Lehrstunde mit Sponsor und Schmalhans

Der Ex-Bahnchef Heinz Dürr ist Mäzen, seine Frau Hilde Erzieherin. Beide finanzieren über ihre Stiftung einen neuen Kindergarten. Der Staatssekretär murmelt etwas von einer „Qualitätsoffensive für Kitas“ und spendiert Überlegungen

Als letztens gut 100 Kinder und ihre Eltern einen neuen Kindergarten in der Charlottenburger Schillerstraße eröffneten, gab es eine Lehrstunde zu beobachten. Die vollkommen erneuerte Kindereinrichtung dort gilt als bundesweit modellhaft: Weil sie Zwei- bis Sechsjährige ganz anders erzieht; und weil sie sowohl die Eltern als auch den Kiez viel stärker in die Arbeit mit einbezieht.

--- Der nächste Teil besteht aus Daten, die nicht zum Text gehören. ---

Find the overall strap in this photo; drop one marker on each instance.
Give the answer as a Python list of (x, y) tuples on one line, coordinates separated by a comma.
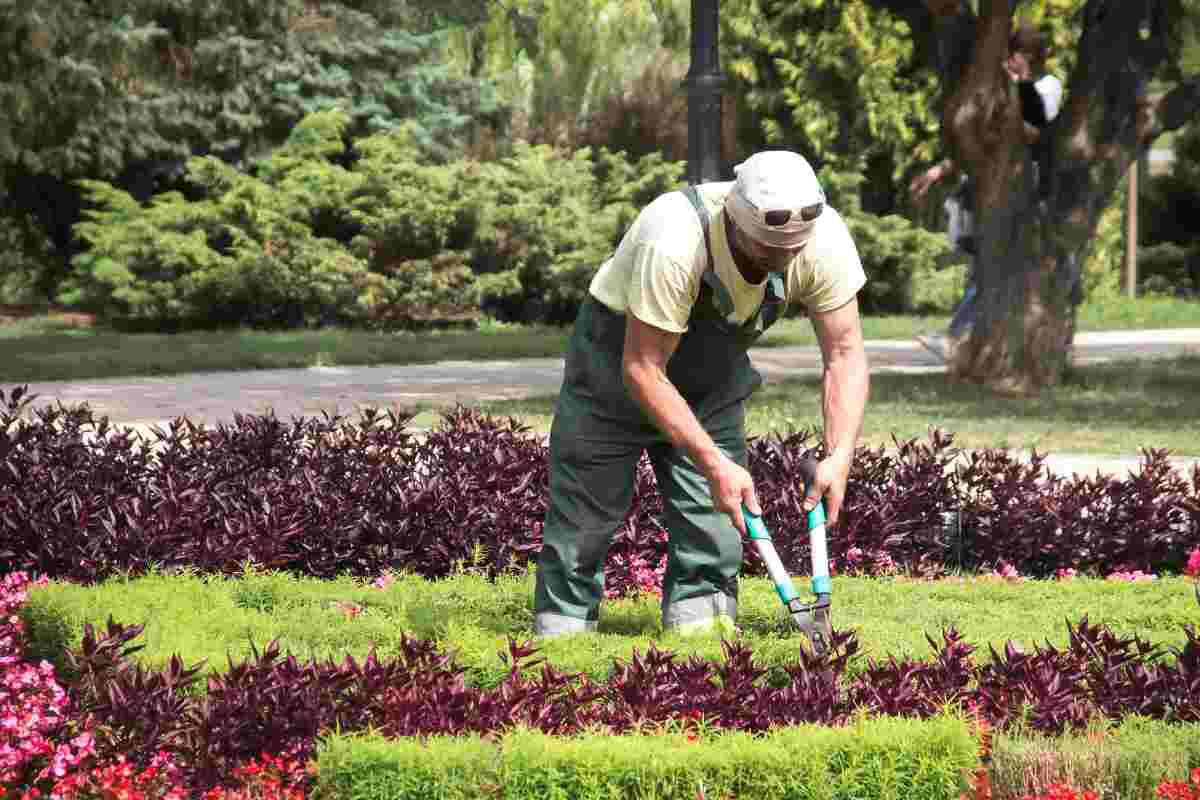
[(724, 301)]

Dieses erste deutsche early excellence centre oder, frei übersetzt, „Zentrum für exzellente Förderung von Kindern und Eltern“ war freilich nicht Gegenstand der Erkenntniserweiterung. Die Lehrstunde galt dem öffentlichen Zusammentreffen von Sponsor und Schmalhans, von Macher und Mängelverwalter. Im „Kinder- und Familienzentrum Schillerstraße“ begegneten sich Heinz und Heide Dürr sowie Thomas Härtel und Reinhard Naumann. Und Folgendes war Ausgangslage ihres Aufeinandertreffens: Die Dürrs werden über ihre Stiftung in den nächsten sechs Jahren 1,8 Millionen Mark in den neuartigen Kindergarten stecken. Die beiden sozialdemokratischen Berliner Bildungspolitiker können das nicht; stattdessen hatten sie warme Worte mitgebracht.

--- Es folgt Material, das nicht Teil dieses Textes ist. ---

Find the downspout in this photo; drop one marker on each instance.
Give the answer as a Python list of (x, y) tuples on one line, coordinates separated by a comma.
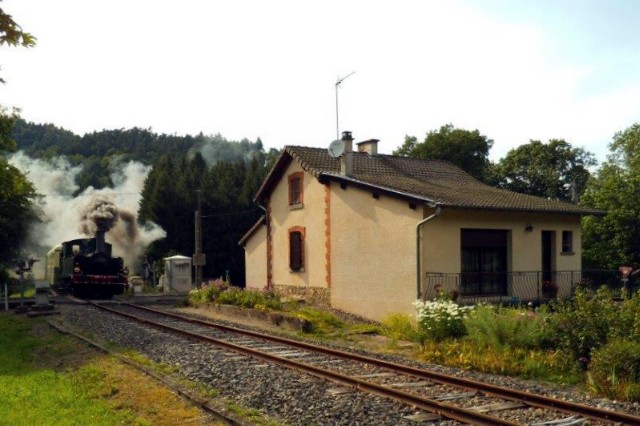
[(267, 219), (418, 246)]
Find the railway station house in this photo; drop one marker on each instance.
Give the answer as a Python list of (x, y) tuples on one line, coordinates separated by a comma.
[(369, 234)]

Lässiger konnte der ehemalige Bahnchef, Industrielle und heutige Mäzen seinen Trumpf kaum ziehen. Heinz Dürr meinte, eher beiläufig, nachdem er die hier geplante „Erziehung zu Toleranz“ gelobt hatte, er habe gehört, der Kindergarten benötige noch eine halbe Stelle. Dann guckte er in die Runde der anwesenden Erzieherinnen, die nicht recht glauben mochten, was dann passierte. „Das lässt sich machen“, spendierte Dürr die ersehnte halbe Beschäftigungsposition, wie aus dem Handgelenk. Und damit das nicht allzu gönnerhaft wirkte, forderte er, „einen ordentlichen Antrag dafür zu bekommen“.

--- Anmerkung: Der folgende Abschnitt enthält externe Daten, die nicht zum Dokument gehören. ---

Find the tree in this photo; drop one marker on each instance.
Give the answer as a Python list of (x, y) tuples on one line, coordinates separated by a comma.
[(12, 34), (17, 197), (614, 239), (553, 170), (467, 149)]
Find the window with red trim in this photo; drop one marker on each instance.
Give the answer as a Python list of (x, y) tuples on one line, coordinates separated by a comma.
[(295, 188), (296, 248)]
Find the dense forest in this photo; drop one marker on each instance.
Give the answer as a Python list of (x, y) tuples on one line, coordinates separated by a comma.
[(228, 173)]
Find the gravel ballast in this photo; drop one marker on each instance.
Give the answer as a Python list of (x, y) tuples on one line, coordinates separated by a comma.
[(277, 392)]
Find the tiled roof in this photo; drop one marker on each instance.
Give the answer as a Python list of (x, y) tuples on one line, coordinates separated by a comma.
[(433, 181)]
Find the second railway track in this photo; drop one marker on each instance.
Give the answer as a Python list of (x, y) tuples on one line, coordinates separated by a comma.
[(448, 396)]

Die Stiftung von Dürr ist drei Jahre jung. Sie fördert die humangenetische Forschung, das deutschsprachige Theater – und Kleinkinder. Allein in Berlin sponsert die Stiftung zusätzlich ein Mutter-Kind-Projekt für Deutschtürkinnen in Schöneberg und einen Müttertreff in der Kreuzberger Urbanstraße; auch Kindergartenprojekte in Brasilien, Indien und Vietnam erhalten Geld aus dem Fonds. Die Initiative dazu stammt von Heide Dürr, die Erzieherin und Psychologin ist. Ihr Mann sagte: „Der Staat hat in Deutschland relativ wenig Geld, die Wirtschaft relativ viel.“ Für ihn gelte daher: „Diejenigen, die Vermögen haben, müssen sich engagieren – und nicht nur mit großen Worten.“

Das müssen die beiden SPD-Politiker dann so verstanden haben, dass sie, wenn schon nicht fürs Geld, dann eben für die großen Worte zuständig sind. Thomas Härtel nannte den Kindergarten Schillerstraße, den das Berliner Pestalozzi-Fröbel-Haus betreibt, ein „Pilotprojekt für ganz Berlin“. Der Staatssekretär aus der Schulverwaltung murmelte verschwommen von einer „Qualitätsoffensive für Kitas“ und spendierte Überlegungen, „wie wir das hier als Schwerpunkt umzusetzen haben“. Was das bedeutete, blieb freilich ebenso unklar wie die Initiativen des Charlottenburger Bildungsstadtrats.

Reinhard Naumann, gleichfalls SPD, freute sich über den „Austausch von Wissen“ zwischen dem neuen Familienzentrum und einem bereits bestehenden. Und auch für die halbwüchsigen Kinder und ihre Eltern hatte er im Hof des Kindergartens eine Botschaft parat – als sechster Redner: „Wir merken an allen Ecken und Enden, dass Familie weggebrochen ist.“

Heinz Dürr nutzte indessen die Gunst der Stunde und verteilte noch ein paar spontane Geschenke. Bei einem Gang durch den Kindergarten entdeckte er einen Computer für die Kinder; da die Einrichtung aber drei Abteilungen hat, werden nun weitere zwei Rechner zur Verfügung gestellt – allerdings gebrauchte.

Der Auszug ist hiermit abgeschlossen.